There's a chrome extension by Google that provides a supported way to ssh on ChromeOS, from the device. There's limited support for SSH keys built in, and there's also a mosh extension.
(It's pretty easy to enable developer mode in order to allow unsigned code to run, and then Ubuntu/other Linux can run it in a chroot, though education/corporate deployments can/should prohibit that by policy, so isn't relevant to the larger discussion, though it means personal ChromeOS laptops can be quite functional.)
It has a built in terminal called crosh, which might have an SSH client built in (I'm not sure). What most people do is download a chrome extension like Secure Shell[1] that lets you ssh from a tab.
crosh> ssh
The 'ssh' command has been removed. Please install the official SSH extension:
https://chrome.google.com/webstore/detail/pnhechapfaindjhompbnflcldabbghjo
crosh>
There's an ssh client in the chrome store($0, I think it's published by google). It runs as a chrome tab (one tab per connection), which means you do waste some screen space for browser UI that doesn't make sense, but it's workable.

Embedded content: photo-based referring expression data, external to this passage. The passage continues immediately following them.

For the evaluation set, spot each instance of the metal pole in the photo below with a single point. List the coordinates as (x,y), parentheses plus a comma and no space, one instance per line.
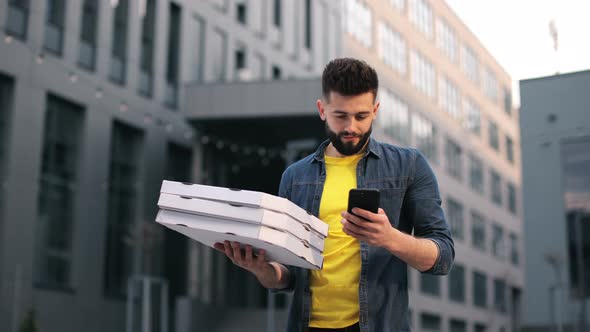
(164,307)
(552,308)
(270,312)
(16,299)
(580,262)
(145,320)
(130,299)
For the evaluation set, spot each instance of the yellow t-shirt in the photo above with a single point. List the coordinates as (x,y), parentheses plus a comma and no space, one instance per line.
(334,288)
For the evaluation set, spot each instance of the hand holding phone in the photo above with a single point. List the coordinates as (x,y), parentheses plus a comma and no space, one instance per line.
(366,199)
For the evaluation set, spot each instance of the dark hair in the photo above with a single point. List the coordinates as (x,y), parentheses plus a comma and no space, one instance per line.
(349,77)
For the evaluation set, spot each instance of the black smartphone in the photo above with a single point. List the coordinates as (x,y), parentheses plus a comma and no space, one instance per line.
(366,199)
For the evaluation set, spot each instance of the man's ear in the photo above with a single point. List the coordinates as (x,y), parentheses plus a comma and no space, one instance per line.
(321,109)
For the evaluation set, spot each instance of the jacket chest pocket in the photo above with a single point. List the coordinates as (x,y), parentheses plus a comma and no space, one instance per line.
(392,192)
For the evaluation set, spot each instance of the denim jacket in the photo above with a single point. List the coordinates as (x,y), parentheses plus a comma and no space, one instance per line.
(411,200)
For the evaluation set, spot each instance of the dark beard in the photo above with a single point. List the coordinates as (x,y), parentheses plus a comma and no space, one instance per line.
(349,148)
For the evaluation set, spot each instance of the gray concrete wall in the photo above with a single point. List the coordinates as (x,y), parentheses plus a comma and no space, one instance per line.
(566,97)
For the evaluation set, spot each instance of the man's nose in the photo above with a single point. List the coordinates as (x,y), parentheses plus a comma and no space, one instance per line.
(351,125)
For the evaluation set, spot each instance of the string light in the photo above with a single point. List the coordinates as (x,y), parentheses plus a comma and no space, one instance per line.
(99,92)
(147,119)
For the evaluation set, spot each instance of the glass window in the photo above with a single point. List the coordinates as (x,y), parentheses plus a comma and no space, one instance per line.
(394,117)
(470,64)
(424,136)
(494,137)
(478,231)
(6,110)
(430,322)
(507,101)
(308,24)
(359,22)
(146,67)
(490,84)
(454,158)
(457,283)
(446,39)
(119,42)
(430,284)
(472,116)
(575,163)
(422,74)
(241,67)
(449,98)
(514,256)
(122,211)
(421,16)
(242,12)
(476,174)
(480,289)
(479,327)
(197,49)
(88,29)
(398,4)
(498,246)
(219,4)
(276,73)
(277,17)
(455,217)
(54,28)
(500,295)
(17,18)
(57,195)
(511,198)
(392,48)
(216,56)
(172,69)
(509,150)
(457,325)
(496,187)
(178,163)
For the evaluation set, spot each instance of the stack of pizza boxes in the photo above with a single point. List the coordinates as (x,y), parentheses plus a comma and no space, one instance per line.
(209,214)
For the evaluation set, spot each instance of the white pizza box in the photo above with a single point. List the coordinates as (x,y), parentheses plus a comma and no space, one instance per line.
(280,246)
(248,198)
(249,214)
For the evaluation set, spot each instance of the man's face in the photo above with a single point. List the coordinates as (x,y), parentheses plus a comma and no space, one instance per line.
(348,121)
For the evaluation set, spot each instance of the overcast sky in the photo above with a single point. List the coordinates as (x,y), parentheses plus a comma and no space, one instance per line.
(516,32)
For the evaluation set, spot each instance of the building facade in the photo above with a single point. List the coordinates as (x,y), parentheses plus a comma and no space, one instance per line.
(442,92)
(555,123)
(101,100)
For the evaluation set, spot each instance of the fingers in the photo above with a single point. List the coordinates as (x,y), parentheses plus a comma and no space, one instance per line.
(356,219)
(237,252)
(245,258)
(352,230)
(368,215)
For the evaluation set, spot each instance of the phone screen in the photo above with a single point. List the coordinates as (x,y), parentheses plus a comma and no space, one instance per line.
(366,199)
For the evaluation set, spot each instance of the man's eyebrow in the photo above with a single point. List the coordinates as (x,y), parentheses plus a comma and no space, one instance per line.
(341,112)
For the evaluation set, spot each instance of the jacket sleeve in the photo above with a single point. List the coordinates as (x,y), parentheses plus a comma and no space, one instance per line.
(422,205)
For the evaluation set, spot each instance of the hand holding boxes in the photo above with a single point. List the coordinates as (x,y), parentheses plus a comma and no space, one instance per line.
(210,215)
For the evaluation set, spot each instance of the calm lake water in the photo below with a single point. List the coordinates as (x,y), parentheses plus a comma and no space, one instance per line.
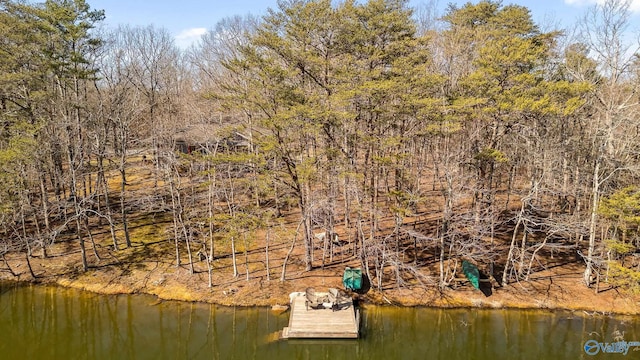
(38,322)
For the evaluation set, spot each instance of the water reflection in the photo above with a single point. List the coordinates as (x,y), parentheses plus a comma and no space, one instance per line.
(57,323)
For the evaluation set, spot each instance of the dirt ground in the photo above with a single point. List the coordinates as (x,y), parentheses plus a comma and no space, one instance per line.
(149,266)
(124,272)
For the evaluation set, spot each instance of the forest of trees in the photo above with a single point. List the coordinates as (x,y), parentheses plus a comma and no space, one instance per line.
(421,139)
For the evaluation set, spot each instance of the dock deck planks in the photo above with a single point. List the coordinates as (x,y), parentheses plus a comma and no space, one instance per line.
(321,323)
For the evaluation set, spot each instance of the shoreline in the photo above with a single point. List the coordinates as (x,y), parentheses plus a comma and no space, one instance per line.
(278,294)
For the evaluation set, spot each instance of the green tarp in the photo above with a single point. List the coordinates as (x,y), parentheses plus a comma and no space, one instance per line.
(471,272)
(352,279)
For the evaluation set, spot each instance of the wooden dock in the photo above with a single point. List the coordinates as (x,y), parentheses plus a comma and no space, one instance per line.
(321,323)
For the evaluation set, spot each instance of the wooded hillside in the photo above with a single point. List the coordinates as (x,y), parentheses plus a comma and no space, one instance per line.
(405,140)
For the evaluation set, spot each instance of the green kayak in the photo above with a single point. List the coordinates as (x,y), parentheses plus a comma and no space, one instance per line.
(471,272)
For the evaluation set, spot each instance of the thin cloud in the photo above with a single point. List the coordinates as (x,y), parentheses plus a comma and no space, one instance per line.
(634,6)
(189,36)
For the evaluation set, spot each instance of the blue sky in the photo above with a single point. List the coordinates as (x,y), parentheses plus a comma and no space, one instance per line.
(188,19)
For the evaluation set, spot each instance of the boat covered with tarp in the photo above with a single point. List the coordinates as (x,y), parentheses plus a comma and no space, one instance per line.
(472,273)
(352,278)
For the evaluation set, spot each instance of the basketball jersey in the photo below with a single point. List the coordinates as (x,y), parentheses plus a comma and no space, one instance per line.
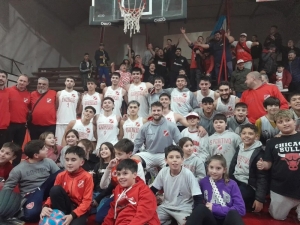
(67,107)
(227,109)
(170,117)
(107,130)
(139,93)
(85,132)
(91,100)
(131,128)
(200,96)
(117,96)
(180,102)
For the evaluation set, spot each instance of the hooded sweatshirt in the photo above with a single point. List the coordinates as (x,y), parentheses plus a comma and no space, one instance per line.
(196,165)
(234,126)
(206,122)
(225,143)
(157,136)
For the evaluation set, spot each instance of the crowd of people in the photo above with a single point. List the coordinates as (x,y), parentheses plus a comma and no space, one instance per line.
(157,145)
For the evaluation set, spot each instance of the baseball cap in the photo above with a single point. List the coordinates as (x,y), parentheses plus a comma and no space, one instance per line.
(192,114)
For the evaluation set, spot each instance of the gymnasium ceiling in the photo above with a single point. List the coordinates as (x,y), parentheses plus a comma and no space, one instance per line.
(75,12)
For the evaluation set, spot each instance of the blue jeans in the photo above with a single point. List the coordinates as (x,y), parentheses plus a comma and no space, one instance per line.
(34,200)
(103,70)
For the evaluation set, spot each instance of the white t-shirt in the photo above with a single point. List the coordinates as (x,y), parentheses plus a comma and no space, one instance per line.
(178,190)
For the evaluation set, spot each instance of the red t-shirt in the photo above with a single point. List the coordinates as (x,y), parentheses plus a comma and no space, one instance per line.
(255,98)
(4,106)
(19,104)
(44,113)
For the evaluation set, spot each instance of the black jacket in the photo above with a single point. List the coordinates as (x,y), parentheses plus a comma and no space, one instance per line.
(257,178)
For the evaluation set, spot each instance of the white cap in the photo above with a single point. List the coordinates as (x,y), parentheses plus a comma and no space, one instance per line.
(192,114)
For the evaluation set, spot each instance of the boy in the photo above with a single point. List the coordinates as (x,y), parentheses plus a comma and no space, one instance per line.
(134,202)
(294,101)
(181,190)
(223,141)
(123,150)
(8,152)
(34,176)
(200,143)
(252,182)
(266,125)
(282,157)
(240,118)
(72,191)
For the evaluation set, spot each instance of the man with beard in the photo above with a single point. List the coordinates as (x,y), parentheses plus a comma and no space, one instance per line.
(44,111)
(4,105)
(156,135)
(256,94)
(67,104)
(226,103)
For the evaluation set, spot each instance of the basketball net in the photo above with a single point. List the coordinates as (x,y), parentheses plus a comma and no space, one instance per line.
(132,17)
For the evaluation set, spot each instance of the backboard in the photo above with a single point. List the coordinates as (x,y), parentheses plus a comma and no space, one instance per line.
(107,12)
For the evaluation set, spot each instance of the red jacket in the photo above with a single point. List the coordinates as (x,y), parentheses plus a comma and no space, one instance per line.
(4,106)
(19,104)
(136,207)
(255,98)
(79,187)
(286,78)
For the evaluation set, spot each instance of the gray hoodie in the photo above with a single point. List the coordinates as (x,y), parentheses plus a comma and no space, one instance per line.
(206,122)
(196,166)
(225,143)
(234,126)
(241,172)
(157,137)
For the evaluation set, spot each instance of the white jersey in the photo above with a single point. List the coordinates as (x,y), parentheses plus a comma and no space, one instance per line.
(107,130)
(85,132)
(139,93)
(131,128)
(227,109)
(92,100)
(67,107)
(200,96)
(117,96)
(180,102)
(170,116)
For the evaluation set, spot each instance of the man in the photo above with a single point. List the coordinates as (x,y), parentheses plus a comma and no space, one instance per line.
(67,104)
(91,97)
(84,126)
(205,90)
(102,58)
(44,111)
(238,78)
(256,52)
(217,48)
(226,103)
(86,68)
(243,50)
(195,70)
(4,106)
(19,104)
(274,38)
(156,135)
(178,62)
(138,91)
(107,124)
(116,93)
(293,67)
(256,94)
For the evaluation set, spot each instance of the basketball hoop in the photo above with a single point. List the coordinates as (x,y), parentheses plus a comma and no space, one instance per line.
(132,16)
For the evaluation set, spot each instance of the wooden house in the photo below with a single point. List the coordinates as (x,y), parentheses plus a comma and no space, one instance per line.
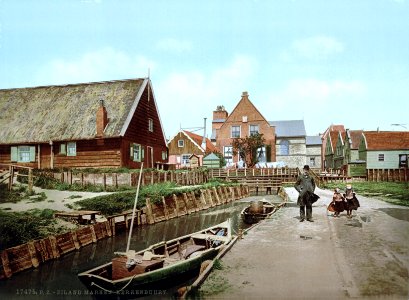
(101,124)
(244,120)
(330,149)
(290,142)
(384,149)
(326,149)
(339,153)
(313,151)
(184,145)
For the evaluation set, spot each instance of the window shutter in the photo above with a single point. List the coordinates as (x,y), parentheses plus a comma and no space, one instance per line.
(14,154)
(32,153)
(63,149)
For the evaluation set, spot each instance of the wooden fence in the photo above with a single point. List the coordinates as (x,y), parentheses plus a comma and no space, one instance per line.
(8,172)
(395,175)
(34,253)
(130,179)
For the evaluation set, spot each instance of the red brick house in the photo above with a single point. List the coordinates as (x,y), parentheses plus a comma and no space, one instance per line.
(99,124)
(244,120)
(185,145)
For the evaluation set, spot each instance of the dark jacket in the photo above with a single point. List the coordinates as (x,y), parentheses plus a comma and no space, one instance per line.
(305,185)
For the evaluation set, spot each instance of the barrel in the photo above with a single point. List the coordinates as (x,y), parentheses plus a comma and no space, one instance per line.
(256,207)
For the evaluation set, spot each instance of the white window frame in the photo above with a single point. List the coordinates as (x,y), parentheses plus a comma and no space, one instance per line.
(72,149)
(23,153)
(228,154)
(254,132)
(150,124)
(231,131)
(284,145)
(185,159)
(262,150)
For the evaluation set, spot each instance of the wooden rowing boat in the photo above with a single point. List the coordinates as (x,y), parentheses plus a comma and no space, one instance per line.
(160,266)
(256,211)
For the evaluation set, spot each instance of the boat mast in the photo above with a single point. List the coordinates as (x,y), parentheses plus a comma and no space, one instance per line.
(134,209)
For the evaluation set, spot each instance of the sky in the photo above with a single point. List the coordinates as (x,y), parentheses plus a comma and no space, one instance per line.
(324,62)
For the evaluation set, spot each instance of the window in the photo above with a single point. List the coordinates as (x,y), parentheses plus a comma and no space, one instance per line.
(284,147)
(150,122)
(23,153)
(253,129)
(235,131)
(164,155)
(185,159)
(72,149)
(403,160)
(63,149)
(136,152)
(228,154)
(261,154)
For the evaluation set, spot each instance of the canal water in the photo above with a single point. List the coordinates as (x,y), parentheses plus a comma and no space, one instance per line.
(58,278)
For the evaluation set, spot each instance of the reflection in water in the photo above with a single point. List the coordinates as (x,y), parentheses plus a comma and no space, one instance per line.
(58,278)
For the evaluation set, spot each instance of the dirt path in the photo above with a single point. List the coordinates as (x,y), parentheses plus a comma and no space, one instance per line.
(331,258)
(56,200)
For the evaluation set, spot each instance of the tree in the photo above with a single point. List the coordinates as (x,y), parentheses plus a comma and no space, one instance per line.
(247,148)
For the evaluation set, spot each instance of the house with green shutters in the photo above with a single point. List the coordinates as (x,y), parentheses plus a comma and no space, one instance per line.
(330,149)
(339,153)
(384,149)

You can (or could, anyway) force it to open in a window (right click the app icon and select "open in window"). This allows you to go really fullscreen and fixes control keys (C-w works again rather than closing the tab).
https://chrome.google.com/webstore/detail/secure-shell/pnhec...
(It's pretty easy to enable developer mode in order to allow unsigned code to run, and then Ubuntu/other Linux can run it in a chroot, though education/corporate deployments can/should prohibit that by policy, so isn't relevant to the larger discussion, though it means personal ChromeOS laptops can be quite functional.)